In his Narrative of the Life of Frederick Douglass, an American Slave (1845), the author recalled his fears when planning his escape to the North: “Any one having a white face, and being so disposed, could stop us, and subject us to examination. . . . When I get there [in Pennsylvania], I shall not be required to have a pass; I can travel without being disturbed.” Now, instead of “having a white face,” read “having a praetorian’s badge.”

My little daily acts of defiance are, of course, only small beer compared to the slave revolt waged by the real heroes of the Canadian Unregistered Firearm Owners Association (www.cufoa.ca). But I have not said my last word.
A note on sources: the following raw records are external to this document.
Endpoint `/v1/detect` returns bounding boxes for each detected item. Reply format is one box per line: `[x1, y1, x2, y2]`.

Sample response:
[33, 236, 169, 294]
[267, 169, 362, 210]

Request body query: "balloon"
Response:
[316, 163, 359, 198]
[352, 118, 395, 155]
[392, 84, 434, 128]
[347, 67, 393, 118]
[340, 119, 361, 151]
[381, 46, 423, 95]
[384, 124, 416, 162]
Cultures can be defined as shared preferences and lifestyles. I know something about cultures, as I switch among many. I am (nearly) as comfortable drinking beer with hunters and gun nuts as I am at ease in a New York City salon or talking about arts and life and The Story of O with topless women on the French Riviera. Canada has never been known for its intellectual salons or its sensuous life, but it used to be a free country. In a free country individuals can, within the limits set by other individuals’ free choices, adhere to the cultures they choose.

Circulating without ID papers and owning guns without permission have been part of the Canadian tradition for centuries, but are now relegated to a criminalized minority culture. With their laws and their cops, the low-life statocrats in Ottawa, Toronto and Quebec City are destroying our culture.

Why does the state want to destroy our culture? Because we are a minority? This is not a satisfactory answer, as the state actively protects and subsidizes other minorities: the “visible minorities,” the feminists, the aboriginals, the Francophones (whatever that means), the national intellectual class, the homosexuals (whose activists try, like ours, to make-believe they are more than a one per cent minority).

Why, then, does the state favour some minority cultures and oppress others? The answer lies in the nature of the state, whose natural tendency (if left unchecked) is to help the clienteles and cultures that support its power, including fake dissidents who can be bribed into the court, and to crush those minorities who represent a real challenge to its unlimited domination. Other things being equal, the state will attack the minorities that it can oppress at the lowest political cost. In Canada and elsewhere, the culture that the state is trying to social-engineer is a culture of obedience.